La lluvia de anoche había dejado los senderos de la montaña embarrados.
Llevaba tacones altos, avanzando con dificultad paso a paso.
Por alguna razón, mis pensamientos se desviaron hacia Nick de nuevo.
«¿No había dicho que vendría en persona para supervisar la sesión de fotos hoy?» Ya eran más de las diez, y aún no había señal de él.
«¿Estaría realmente con Rina anoche?»
«¿Qué hicieron exactamente los dos?»
«¿Cómo podía hacerle esto a Candy?»
Distraída, caminé hasta el otro lado del Lago Luna, cerca de las profundidades del bosque.
El paisaje aquí era aún más impresionante—el lago resplandeciente, las montañas alrededor…
Fotografiar aquí definitivamente produciría mejores resultados.
Miré hacia abajo, lista para llamar al fotógrafo y pedirle que viniera—cuando de repente una sombra pasó rápidamente, y una fuerte ráfaga de viento se dirigió directamente hacia mi espalda.
Me di la vuelta justo a tiempo para ver a Mary abalanzándose sobre mí con todas sus fuerzas, ¡intentando empujarme al lago!
Su delicado rostro estaba retorcido de rabia, lleno de odio sin disimular.
Gritó:
—¡Wendy, zorra!
¡Vete al infierno!
Me moví ligeramente, esquivando su ataque con facilidad.
—Mary, ¿qué demonios estás haciendo?
—pregunté con calma, labios apretados mientras miraba su rostro vengativo.
Realmente era implacable.
La última vez, intentó apuñalarme.
Hoy, ¿quería ahogarme?
Nunca pensé que tuviéramos alguna disputa tan profunda…
¿por qué estaba tan decidida a verme muerta?
Cuando su empujón fracasó, los ojos de Mary ardieron de furia.
Me miró con veneno.
—Wendy, ¡maldita zorra!
Por tu culpa, me echaron de la Manada Marrón.
Me han puesto en la lista negra, perdí mi trabajo, ¡y me convertí en una renegada!
Nunca te perdonaré.
Recuerda mis palabras—el año que viene por estas fechas, será el aniversario de tu muerte.
La miré con expresión burlona.
—Mary, nadie te tendió una trampa.
Tú misma te lo buscaste.
Intentaste hacerme daño y actuaste contra los intereses de la Manada Marrón.
¿Qué esperabas?
Era absurdo cómo personas como ella siempre culpaban a otros por su caída y nunca reflexionaban sobre sus propias acciones.
—¡Yo no hice nada malo!
—chilló Mary, sus rasgos antes hermosos retorcidos por el odio.
—Si no fuera por ti, Nick no me habría ignorado así.
Estuve a su lado durante años, di tanto por él.
¡Antes de que aparecieras, él también se preocupaba por mí!
Pero después de que apareciste, todo cambió.
Nick solo tiene ojos para ti.
Te defiende sin importar qué.
Eres solo una don nadie de alguna Manada remota…
¿qué te hace mejor que yo?
¿Por qué arriesgaría su vida para salvarte?
¿Qué tienes de especial?
¡Todo es culpa tuya!
Pusiste a Nick en mi contra, lo manipulaste para que me echara de la Manada.
¡Si no fuera por ti, Nick se habría enamorado de mí!
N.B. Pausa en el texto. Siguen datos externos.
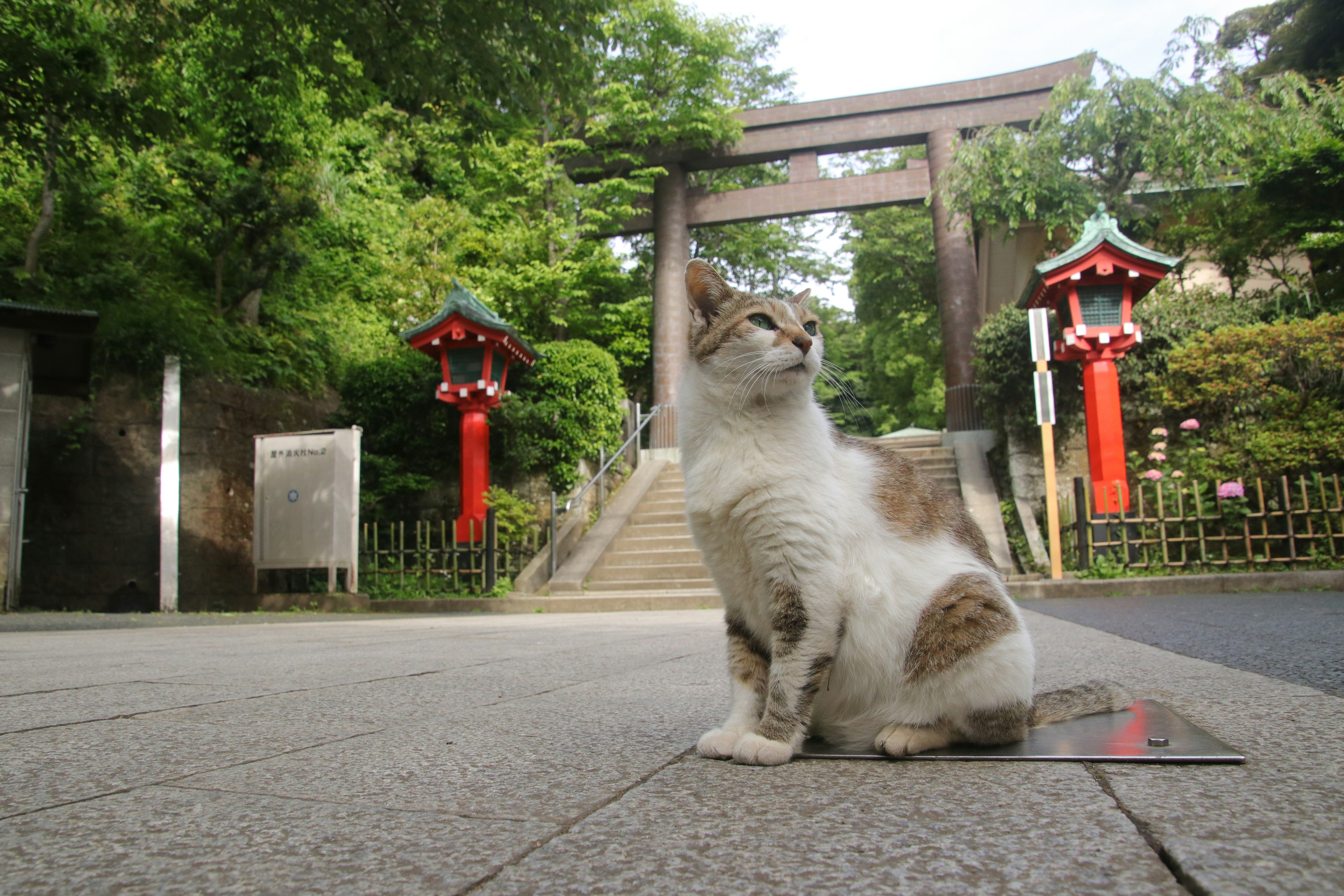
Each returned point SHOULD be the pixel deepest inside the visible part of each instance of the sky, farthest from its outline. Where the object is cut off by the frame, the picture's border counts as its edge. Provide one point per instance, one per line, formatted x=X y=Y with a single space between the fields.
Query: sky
x=846 y=48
Casi me eché a reír a carcajadas.
¿Nick?
¿Enamorarse de ella?
¿De dónde sacaba Mary esta ridícula confianza?
Sonreí con desprecio.
—Ahórrate tus delirios.
Nadie está en tu contra.
Todo lo que estás sufriendo ahora es por tu propia culpa.
Realmente deberías reflexionar sobre ti misma.
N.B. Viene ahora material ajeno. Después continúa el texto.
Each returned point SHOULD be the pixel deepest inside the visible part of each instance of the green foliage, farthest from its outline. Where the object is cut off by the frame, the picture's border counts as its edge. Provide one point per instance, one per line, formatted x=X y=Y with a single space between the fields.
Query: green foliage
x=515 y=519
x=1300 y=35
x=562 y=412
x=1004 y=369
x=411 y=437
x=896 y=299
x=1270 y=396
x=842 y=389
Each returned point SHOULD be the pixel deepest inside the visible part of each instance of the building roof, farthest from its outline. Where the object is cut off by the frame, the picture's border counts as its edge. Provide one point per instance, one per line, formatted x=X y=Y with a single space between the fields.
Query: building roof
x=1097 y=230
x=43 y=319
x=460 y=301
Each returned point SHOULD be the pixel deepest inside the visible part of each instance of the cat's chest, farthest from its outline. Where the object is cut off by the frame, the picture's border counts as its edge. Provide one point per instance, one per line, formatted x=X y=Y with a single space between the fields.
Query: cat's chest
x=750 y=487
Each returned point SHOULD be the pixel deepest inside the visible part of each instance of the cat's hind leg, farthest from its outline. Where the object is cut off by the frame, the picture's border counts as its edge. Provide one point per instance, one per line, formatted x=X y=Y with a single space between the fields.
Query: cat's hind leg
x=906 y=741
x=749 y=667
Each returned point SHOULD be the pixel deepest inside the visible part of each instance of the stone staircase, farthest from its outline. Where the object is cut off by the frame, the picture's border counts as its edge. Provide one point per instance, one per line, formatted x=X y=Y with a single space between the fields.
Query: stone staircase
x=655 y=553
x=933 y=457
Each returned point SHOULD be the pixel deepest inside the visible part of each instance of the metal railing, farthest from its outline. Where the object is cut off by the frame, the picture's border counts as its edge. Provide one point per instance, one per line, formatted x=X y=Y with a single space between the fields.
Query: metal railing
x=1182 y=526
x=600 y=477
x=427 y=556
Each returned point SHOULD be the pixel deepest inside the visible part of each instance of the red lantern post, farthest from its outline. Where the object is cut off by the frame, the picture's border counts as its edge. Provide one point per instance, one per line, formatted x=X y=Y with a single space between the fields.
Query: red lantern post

Mi indiferencia solo hizo que Mary se pusiera más histérica.
—¡Wendy, no te perdonaré!
¡Deberías haber muerto hace mucho tiempo!
¡No eres más que una maldición para este mundo!
¡Hoy acabaré contigo!
—gritó, con la cara retorcida, ojos ardiendo de odio mientras se abalanzaba sobre mí otra vez.
Solté una risa fría.
¿Mary?
¿En serio?
Se estaba sobrestimando.
Me hice a un lado con facilidad, esquivando su embestida.
Pero se había lanzado con demasiada fuerza, y con la lluvia que hacía que el suelo estuviera resbaladizo, sus pies se deslizaron—y cayó directamente en el Lago Luna.
¡Splash!
Un fuerte estruendo siguió cuando Mary golpeó el agua.
—¡Ayuda!
¡Ayúdame!
—gritó, su cuerpo empapado temblando en el fresco agua de junio.
Su rostro se puso pálido mientras se agitaba salvajemente.
Había intentado empujarme a mí, pero terminó en el lago en mi lugar.
Su cuerpo comenzó a hundirse.
No había nadie más alrededor—solo yo.
—¡Wendy, ayúdame!
—gritó Mary.
Me quedé en la orilla, con los brazos cruzados, observando fríamente su lucha—.
Tú misma te lo has buscado, Mary.
—¡Lo siento!
¡Por favor, ayúdame!
—El miedo a la muerte le quitó todo su orgullo.
Seguía disculpándose, suplicando, solo con la esperanza de que la salvara.
—¿Solo ahora te das cuenta de tu error?
—Permanecí inmóvil, mi rostro inexpresivo.
No tenía intención de sacarla.
El lago no era tan profundo—Mary no se ahogaría de inmediato.
Ya que ella había querido verme muerta, ahora era su turno de sentir el sabor de la impotencia.
Mary tragó varios sorbos de agua y comenzó a atragantarse, tosiendo violentamente.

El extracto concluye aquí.